Das Wichtigste in Kürze
- Die Leitung der Credit Suisse – VR-Präsident Urs Rohner und Konzernchef Tidjane Thiam – musste an der heutigen Generalversammlung ungewohnt viel Kritik einstecken.
- Obwohl sie auf Druck von Aktionären im Vorfeld auf 40 Prozent ihrer Boni verzichteten, war der Vergütungsbericht in der Schwebe.
- Wirtschaftsredaktor Jan Baumann zum offenen Ärger über abgehobene Managerlöhne, Besserungsgelöbnissen und nicht mehr so willigen Aktionären wie auch schon.
SRF News: Ist der Vergütungsbericht wegen des Boni-Teilverzichts angenommen worden?
Jan Baumann: Der Teilverzicht dürfte vor allem auf der symbolischen Ebene etwas bewirkt haben. Konzernchef Thiam und die CS-Geschäftsleitung haben signalisiert, dass sie die Kritik gehört haben. Denn diese kam diesmal nicht nur von Kleinaktionären, sondern auch von gewichtigen Investoren und den einflussreichen amerikanischen Stimmrechtsberatern.
58-Prozent Zustimmung zum Vergütungsbericht – kein gutes Resultat?
Das kann man laut sagen, stimmten doch im vergangenen Jahr noch 80 Prozent an der GV dem Vergütungsbericht zu. Das heutige Ergebnis ist ein Denkzettel an die CS-Leitung. Die Botschaft ist klar und unmissverständlich: Es kann nicht sein, dass die CS wiederholt tiefrote Zahlen schreibt und die Manager trotzdem fette Bezüge einstreichen.
VR-Präsident Urs Rohner betonte denn auch, er habe die Botschaft gehört und wolle das Thema Cheflöhne nochmals genau anschauen und auch mit den Aktionären noch mehr diskutieren. Insofern könnte der Protest der Aktionäre etwas bewirken.
Ist das Aufmucken des Aktionariats ein CS-Phänomen oder zieht das weitere Kreise?
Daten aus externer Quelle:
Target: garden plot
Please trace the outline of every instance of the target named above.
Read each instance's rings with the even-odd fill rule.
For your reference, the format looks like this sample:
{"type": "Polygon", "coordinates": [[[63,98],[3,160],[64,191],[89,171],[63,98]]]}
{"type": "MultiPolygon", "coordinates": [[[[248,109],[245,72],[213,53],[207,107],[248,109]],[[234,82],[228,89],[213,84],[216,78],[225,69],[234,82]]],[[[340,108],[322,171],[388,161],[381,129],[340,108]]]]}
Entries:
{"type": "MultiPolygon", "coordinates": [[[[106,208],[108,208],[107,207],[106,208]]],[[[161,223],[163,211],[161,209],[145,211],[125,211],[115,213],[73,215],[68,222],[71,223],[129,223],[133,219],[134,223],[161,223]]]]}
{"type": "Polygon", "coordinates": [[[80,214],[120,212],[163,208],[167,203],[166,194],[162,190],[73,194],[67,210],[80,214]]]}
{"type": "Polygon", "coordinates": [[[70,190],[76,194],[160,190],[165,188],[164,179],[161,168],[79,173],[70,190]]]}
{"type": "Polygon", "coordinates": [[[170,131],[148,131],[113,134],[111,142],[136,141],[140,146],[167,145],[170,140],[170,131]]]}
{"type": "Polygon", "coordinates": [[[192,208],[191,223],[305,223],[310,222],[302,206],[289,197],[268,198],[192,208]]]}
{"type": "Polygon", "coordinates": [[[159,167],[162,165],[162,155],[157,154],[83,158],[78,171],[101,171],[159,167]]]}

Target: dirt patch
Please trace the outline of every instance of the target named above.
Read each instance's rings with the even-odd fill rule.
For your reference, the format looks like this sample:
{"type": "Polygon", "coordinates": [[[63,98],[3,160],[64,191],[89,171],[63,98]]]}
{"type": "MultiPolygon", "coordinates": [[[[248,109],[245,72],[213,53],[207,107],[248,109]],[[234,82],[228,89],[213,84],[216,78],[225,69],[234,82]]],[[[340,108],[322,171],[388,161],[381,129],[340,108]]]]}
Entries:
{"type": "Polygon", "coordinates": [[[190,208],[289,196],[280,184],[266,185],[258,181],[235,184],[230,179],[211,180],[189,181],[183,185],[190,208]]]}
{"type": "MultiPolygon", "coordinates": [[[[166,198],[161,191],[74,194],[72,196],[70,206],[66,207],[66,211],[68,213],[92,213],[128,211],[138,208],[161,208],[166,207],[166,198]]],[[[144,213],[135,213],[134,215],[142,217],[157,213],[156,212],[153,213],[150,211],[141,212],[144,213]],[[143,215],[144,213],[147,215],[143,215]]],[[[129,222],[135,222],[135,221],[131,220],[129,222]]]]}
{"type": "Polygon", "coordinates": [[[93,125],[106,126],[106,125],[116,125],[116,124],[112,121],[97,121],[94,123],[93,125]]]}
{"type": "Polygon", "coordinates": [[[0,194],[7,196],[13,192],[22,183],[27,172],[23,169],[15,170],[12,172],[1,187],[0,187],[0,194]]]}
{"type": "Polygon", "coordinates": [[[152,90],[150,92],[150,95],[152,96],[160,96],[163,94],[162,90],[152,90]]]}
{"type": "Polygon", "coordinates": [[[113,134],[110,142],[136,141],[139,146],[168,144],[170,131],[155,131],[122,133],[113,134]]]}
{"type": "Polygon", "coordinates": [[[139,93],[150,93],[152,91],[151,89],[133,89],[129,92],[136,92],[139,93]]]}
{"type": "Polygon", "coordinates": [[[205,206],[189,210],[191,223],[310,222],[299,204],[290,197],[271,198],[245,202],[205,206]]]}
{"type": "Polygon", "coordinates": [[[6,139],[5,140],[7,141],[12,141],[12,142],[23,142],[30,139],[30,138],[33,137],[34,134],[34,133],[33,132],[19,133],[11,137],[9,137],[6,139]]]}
Es geht eindeutig nicht nur um die CS, sondern um etwas Grundsätzliches. Die CS ist einfach nur ein besonders prominenter Fall. An den Generalversammlungen in diesem Frühling gab es auch bei anderen Firmen Widerstand. Bei einigen Schweizer Konzernen wurde der Vergütungsbericht sogar abgelehnt.
Hinter dem steigenden Druck dürfte eine internationale Entwicklung stecken. Die grossen Investoren wie Pensionskassen und Fondsgesellschaften stellen vermehrt kritische Fragen zu den Löhnen und verlangen, dass sich die Konzernchefs für ihr Verhalten und die Resultate rechtfertigen und überzeugende Argumente liefern. Sonst werden die Chefs abgestraft.
Das Gespräch führte Roman Fillinger.